A letter arrived a few weeks ago, an honest-to-God old-fashioned letter tucked in an envelope and delivered by the US Postal Service. Among the bills, it stood out because there it was, a plain, white envelope, with my name and address spelled out in actual handwriting.
My 17-year-old grandson cannot read handwriting. He’s smart. He knows the properties of positive integers and can debate number theory until the cows come home. But he cannot read or write cursive because cursive, he’s been told, is a thing of the past.
I held this thing of the past in my hand for a solid minute studying the the flourish on the “Bs” and the loop on the “Cs” wondering, is this the Palmer method or the Rinehart method? Then I grabbed my letter opener (another thing of the past), sat down at my kitchen table, slit open the letter, and read every word.

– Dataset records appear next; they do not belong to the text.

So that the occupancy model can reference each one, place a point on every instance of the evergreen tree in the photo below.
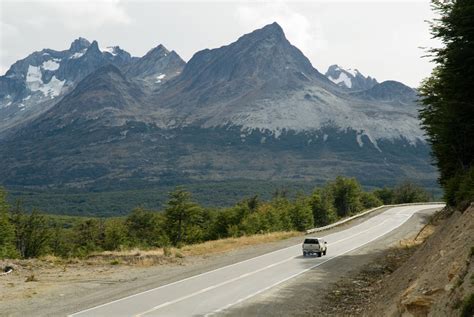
(346, 193)
(7, 230)
(447, 95)
(321, 202)
(183, 218)
(301, 214)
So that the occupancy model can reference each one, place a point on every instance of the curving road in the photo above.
(212, 292)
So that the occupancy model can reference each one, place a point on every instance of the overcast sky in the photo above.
(379, 38)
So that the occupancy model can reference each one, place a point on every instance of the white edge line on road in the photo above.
(179, 281)
(299, 273)
(212, 287)
(247, 274)
(201, 274)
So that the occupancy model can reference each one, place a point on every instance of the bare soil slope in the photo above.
(439, 278)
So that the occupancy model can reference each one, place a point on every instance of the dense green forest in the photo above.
(447, 95)
(183, 221)
(119, 202)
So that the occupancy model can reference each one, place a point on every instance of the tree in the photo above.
(7, 230)
(32, 232)
(301, 214)
(145, 228)
(408, 192)
(385, 195)
(321, 202)
(447, 95)
(347, 194)
(115, 234)
(370, 200)
(183, 218)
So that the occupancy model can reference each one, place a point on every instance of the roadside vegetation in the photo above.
(183, 222)
(447, 96)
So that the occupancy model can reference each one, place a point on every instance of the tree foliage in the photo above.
(185, 222)
(447, 96)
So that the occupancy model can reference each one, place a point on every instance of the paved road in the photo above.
(212, 292)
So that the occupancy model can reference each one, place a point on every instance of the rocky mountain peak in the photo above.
(351, 79)
(79, 44)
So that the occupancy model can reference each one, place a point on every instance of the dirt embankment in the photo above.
(52, 286)
(429, 275)
(438, 279)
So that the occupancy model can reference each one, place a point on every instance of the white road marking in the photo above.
(400, 214)
(295, 275)
(251, 273)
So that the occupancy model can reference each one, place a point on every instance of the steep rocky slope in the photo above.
(255, 109)
(438, 277)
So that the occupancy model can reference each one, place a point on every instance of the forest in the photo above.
(182, 221)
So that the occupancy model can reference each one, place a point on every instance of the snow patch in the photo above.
(353, 72)
(159, 78)
(343, 78)
(50, 64)
(110, 49)
(359, 140)
(78, 54)
(35, 83)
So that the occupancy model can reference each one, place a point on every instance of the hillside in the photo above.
(255, 109)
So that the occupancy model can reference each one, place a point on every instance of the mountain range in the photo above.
(255, 109)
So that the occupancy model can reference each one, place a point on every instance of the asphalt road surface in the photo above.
(214, 291)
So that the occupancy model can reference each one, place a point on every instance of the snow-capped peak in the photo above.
(349, 78)
(111, 49)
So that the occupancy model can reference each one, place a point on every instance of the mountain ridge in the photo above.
(253, 109)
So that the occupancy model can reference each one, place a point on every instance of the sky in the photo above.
(383, 39)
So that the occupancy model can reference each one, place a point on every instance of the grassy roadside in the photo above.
(351, 295)
(157, 256)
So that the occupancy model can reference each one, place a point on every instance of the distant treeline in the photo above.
(447, 95)
(29, 235)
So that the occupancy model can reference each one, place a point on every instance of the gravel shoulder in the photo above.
(305, 295)
(60, 291)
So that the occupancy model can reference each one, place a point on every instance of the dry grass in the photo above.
(352, 295)
(226, 245)
(144, 258)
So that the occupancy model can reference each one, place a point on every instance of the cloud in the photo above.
(305, 34)
(80, 15)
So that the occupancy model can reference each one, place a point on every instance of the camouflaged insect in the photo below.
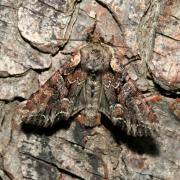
(92, 83)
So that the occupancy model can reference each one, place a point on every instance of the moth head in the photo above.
(94, 58)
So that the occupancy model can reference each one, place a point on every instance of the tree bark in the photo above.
(38, 37)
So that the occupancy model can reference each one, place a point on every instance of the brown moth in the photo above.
(92, 83)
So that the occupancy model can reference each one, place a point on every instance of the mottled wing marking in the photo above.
(42, 107)
(138, 115)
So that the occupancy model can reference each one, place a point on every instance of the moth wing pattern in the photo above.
(135, 115)
(44, 106)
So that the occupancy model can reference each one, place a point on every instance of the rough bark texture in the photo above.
(37, 37)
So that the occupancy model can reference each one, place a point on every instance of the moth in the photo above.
(92, 83)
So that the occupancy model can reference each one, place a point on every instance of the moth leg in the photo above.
(117, 114)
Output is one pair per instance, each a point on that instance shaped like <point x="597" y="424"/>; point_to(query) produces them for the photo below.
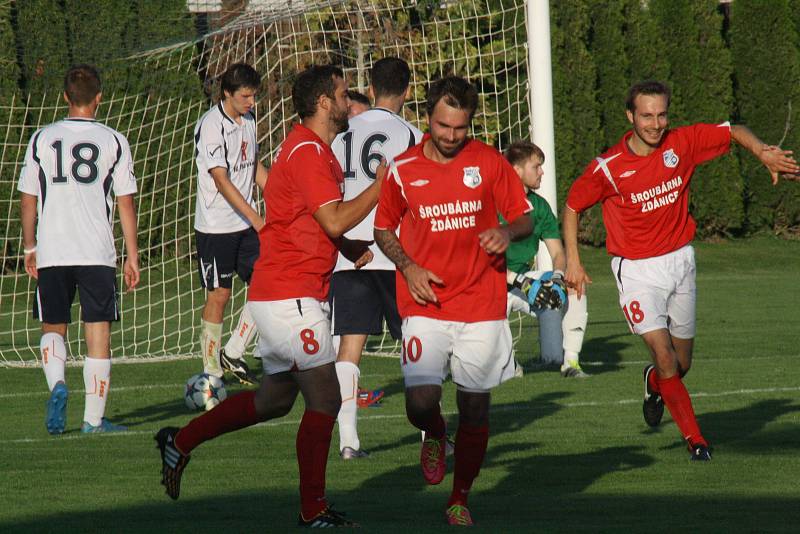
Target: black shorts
<point x="219" y="256"/>
<point x="361" y="300"/>
<point x="55" y="291"/>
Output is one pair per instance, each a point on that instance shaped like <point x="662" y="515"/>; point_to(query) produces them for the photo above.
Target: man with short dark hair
<point x="226" y="221"/>
<point x="71" y="168"/>
<point x="643" y="185"/>
<point x="305" y="220"/>
<point x="362" y="298"/>
<point x="444" y="194"/>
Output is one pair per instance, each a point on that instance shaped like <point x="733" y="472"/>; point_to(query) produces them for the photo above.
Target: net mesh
<point x="157" y="96"/>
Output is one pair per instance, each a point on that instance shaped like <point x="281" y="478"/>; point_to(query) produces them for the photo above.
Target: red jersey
<point x="296" y="256"/>
<point x="441" y="208"/>
<point x="646" y="198"/>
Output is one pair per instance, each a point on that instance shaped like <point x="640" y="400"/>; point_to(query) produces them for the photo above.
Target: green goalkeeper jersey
<point x="520" y="253"/>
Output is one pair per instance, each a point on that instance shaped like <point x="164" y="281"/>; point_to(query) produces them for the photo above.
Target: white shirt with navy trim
<point x="222" y="142"/>
<point x="72" y="166"/>
<point x="372" y="136"/>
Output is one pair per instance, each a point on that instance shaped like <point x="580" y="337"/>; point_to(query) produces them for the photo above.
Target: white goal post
<point x="170" y="87"/>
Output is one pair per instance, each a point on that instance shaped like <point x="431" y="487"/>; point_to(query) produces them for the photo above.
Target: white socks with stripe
<point x="54" y="358"/>
<point x="97" y="380"/>
<point x="348" y="374"/>
<point x="242" y="336"/>
<point x="210" y="338"/>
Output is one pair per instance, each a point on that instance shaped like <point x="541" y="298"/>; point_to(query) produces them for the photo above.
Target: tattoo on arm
<point x="387" y="241"/>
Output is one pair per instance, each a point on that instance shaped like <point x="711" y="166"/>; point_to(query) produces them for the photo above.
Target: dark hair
<point x="456" y="92"/>
<point x="82" y="84"/>
<point x="390" y="76"/>
<point x="519" y="152"/>
<point x="315" y="81"/>
<point x="237" y="76"/>
<point x="355" y="96"/>
<point x="650" y="87"/>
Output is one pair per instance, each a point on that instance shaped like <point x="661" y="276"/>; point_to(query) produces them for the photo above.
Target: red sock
<point x="680" y="407"/>
<point x="313" y="444"/>
<point x="238" y="411"/>
<point x="471" y="442"/>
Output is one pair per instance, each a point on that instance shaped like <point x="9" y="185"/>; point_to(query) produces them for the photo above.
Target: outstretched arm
<point x="776" y="160"/>
<point x="575" y="275"/>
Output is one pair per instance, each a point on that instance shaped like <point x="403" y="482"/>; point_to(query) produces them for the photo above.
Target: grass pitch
<point x="564" y="455"/>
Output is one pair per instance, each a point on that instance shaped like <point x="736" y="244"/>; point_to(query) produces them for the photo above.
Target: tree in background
<point x="767" y="87"/>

Most everyone e-mails these days. And texts. Of course we do. Digital messages are easier. Faster. Immediate. Cheaper. I love them, texts and e-mails and Zoom and FaceTime and WhatsApp and every bit of technology that connects us. I would not give up any one of these things to go back to before
But I don’t want to give up the art of writing, either. Writing with a pen. Penmanship, whether it’s all cursive or a combination of cursive and print. Writing physical letters and cards. Signing a name, not just typing it. Because you get a sense of a person by seeing their script, by the size and slant and steadiness of it. And because — and this is the most important reason we should not abandon penmanship — years later when the writer of that script is gone, when you stumble upon a card or a letter they sent, for a few magical seconds that person won’t be gone at all. She, he, they will be right beside you.
I don’t want to give up this connection with the eternal. I look at a card my grandmother sent when I graduated from high school, I see her handwriting and I see her. Same with Janet Butler, a friend whose penmanship never changed, not in all the years I knew her.

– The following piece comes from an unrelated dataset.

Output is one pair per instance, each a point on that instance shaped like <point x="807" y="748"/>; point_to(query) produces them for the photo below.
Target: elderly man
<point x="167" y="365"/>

Technology augments. It does not replace.
For example: e-books. I love that you can borrow them from the library without ever leaving home. I love that you can download them in seconds. I love that when you come to a word you don’t know, you can click it and get its definition. I love that you can change the text size and read in the dark.
Bit I also love real books, not just because of their heft and their smell, new or old, but because someone turned down a page and you wonder why, because in a real book you can underline your favorite passages (underlining an e-book is highlighting and that’s not the same). And because of the inscriptions you sometimes find in books in old book stores: “Happy 19th Birthday. I love you. May you live in peace and harmony more often than not. Love, Scott.” (Were the giver and the gifted friends? A couple? Brother and Sister?)

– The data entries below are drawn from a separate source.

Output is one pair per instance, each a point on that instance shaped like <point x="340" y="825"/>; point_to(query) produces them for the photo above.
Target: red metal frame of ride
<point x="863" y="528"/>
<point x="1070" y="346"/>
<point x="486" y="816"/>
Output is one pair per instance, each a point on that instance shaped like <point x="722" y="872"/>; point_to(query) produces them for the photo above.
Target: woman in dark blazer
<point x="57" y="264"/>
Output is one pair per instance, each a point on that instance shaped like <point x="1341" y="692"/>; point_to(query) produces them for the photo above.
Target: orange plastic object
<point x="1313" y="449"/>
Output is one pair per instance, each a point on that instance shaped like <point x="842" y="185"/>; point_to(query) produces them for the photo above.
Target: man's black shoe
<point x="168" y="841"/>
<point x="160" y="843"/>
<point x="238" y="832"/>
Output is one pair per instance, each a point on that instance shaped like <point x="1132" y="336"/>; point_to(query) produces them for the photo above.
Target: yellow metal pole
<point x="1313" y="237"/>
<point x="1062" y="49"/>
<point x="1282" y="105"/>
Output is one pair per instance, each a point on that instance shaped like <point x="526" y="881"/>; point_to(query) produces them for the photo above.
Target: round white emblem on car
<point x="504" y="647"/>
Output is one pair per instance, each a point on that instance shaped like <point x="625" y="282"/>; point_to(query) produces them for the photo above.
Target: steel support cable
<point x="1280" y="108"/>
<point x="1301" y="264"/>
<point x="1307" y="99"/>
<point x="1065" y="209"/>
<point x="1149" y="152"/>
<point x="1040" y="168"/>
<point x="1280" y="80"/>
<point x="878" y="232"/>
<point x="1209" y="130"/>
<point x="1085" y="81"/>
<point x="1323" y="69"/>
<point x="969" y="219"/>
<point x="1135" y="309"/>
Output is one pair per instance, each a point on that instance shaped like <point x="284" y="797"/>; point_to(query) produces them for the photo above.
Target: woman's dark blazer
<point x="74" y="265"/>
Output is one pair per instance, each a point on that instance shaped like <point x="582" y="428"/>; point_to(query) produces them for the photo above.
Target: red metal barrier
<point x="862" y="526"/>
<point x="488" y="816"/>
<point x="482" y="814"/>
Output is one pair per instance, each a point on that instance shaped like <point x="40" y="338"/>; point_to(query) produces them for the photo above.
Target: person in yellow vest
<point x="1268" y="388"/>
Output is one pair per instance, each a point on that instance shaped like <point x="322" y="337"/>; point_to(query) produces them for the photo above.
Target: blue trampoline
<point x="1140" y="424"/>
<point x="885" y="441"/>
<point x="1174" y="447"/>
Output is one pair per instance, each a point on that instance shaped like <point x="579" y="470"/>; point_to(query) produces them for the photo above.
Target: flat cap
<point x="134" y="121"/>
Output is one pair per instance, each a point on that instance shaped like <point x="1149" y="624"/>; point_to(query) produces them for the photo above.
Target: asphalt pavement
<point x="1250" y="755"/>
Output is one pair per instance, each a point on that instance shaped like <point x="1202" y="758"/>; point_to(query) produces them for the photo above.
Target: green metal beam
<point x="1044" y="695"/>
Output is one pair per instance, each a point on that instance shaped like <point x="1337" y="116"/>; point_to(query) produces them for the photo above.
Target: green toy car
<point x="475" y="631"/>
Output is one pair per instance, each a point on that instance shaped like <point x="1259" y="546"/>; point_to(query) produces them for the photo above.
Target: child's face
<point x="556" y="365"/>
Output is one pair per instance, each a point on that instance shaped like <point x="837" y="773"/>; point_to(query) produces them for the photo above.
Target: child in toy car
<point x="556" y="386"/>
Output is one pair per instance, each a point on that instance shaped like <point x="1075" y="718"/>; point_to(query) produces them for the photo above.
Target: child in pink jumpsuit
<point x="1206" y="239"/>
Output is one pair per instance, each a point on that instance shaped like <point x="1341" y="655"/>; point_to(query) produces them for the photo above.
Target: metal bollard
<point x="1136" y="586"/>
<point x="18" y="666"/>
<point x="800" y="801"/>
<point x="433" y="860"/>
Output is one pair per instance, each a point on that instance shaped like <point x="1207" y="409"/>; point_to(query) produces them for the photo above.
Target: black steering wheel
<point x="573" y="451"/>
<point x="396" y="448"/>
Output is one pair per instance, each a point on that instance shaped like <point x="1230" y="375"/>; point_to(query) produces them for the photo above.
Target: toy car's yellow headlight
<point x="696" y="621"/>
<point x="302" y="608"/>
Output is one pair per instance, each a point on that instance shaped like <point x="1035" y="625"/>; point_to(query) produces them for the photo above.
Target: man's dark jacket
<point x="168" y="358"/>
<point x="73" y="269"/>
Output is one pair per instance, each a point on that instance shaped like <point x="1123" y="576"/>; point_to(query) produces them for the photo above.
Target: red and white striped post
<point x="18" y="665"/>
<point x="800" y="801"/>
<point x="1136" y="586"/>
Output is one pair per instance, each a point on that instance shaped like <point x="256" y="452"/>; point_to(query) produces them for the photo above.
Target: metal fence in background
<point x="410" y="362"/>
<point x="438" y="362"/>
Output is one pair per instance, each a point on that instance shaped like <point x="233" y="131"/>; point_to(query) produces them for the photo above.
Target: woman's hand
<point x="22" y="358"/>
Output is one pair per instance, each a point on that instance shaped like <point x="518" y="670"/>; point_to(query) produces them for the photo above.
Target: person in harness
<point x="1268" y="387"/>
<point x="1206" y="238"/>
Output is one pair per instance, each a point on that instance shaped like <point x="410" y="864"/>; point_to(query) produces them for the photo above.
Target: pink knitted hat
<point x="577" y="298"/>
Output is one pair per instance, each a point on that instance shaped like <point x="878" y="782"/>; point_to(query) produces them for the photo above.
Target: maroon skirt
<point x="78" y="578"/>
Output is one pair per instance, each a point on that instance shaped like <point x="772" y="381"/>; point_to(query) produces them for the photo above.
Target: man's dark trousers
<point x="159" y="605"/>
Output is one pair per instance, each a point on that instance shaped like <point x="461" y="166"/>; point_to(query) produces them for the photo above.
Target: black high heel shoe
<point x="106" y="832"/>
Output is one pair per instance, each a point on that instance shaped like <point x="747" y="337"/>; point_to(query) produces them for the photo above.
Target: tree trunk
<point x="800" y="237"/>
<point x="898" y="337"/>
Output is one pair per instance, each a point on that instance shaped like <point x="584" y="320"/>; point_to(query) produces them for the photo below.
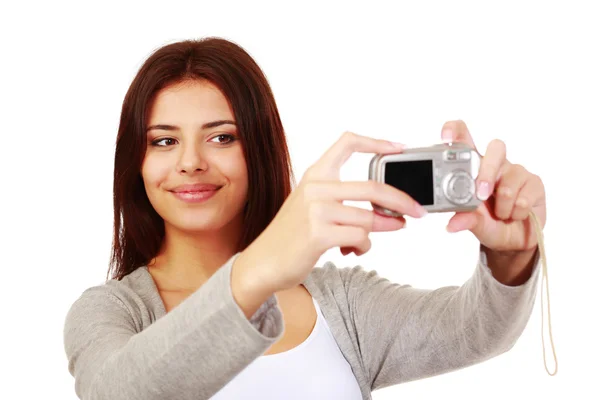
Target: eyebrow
<point x="208" y="125"/>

I have, in an upstairs closet, a small wooden box that is a miniature hope chest (another anachronism), which was given free, for many years, to girl high school graduates by Lane Furniture in Brockton. In it I have letters written to me 55 years ago by the man I married 53 years ago, a letter my mother-in-law’s father wrote to her in 1917, and a tiny grainy photo of my father as a boy.
I have some e-mails, saved too, though not in that box. Twenty-three years ago, when e-mail was new, my son moved to England. I printed and posted some of what he wrote in my journal.
But I don’t do that now. Now he’s back in the UK with his wife and children and he texts and e-mails and we all do FaceTime and it’s immediate and fun and satisfying. But when it’s over it’s over. There’s no record of it. And in time all these texts and e-mails will be forgotten.
Because e-mails and texts are like fast food. They do the trick. They fill you up. Sometimes they are even delicious. But they’re eaten on the run and are not memorable.
A handwritten letter, on the other hand, is like fine dining. A wait staff, cloth napkin, wine sipped from a stemmed glass, maybe a little piano music. It’s relaxing. It’s an occasion.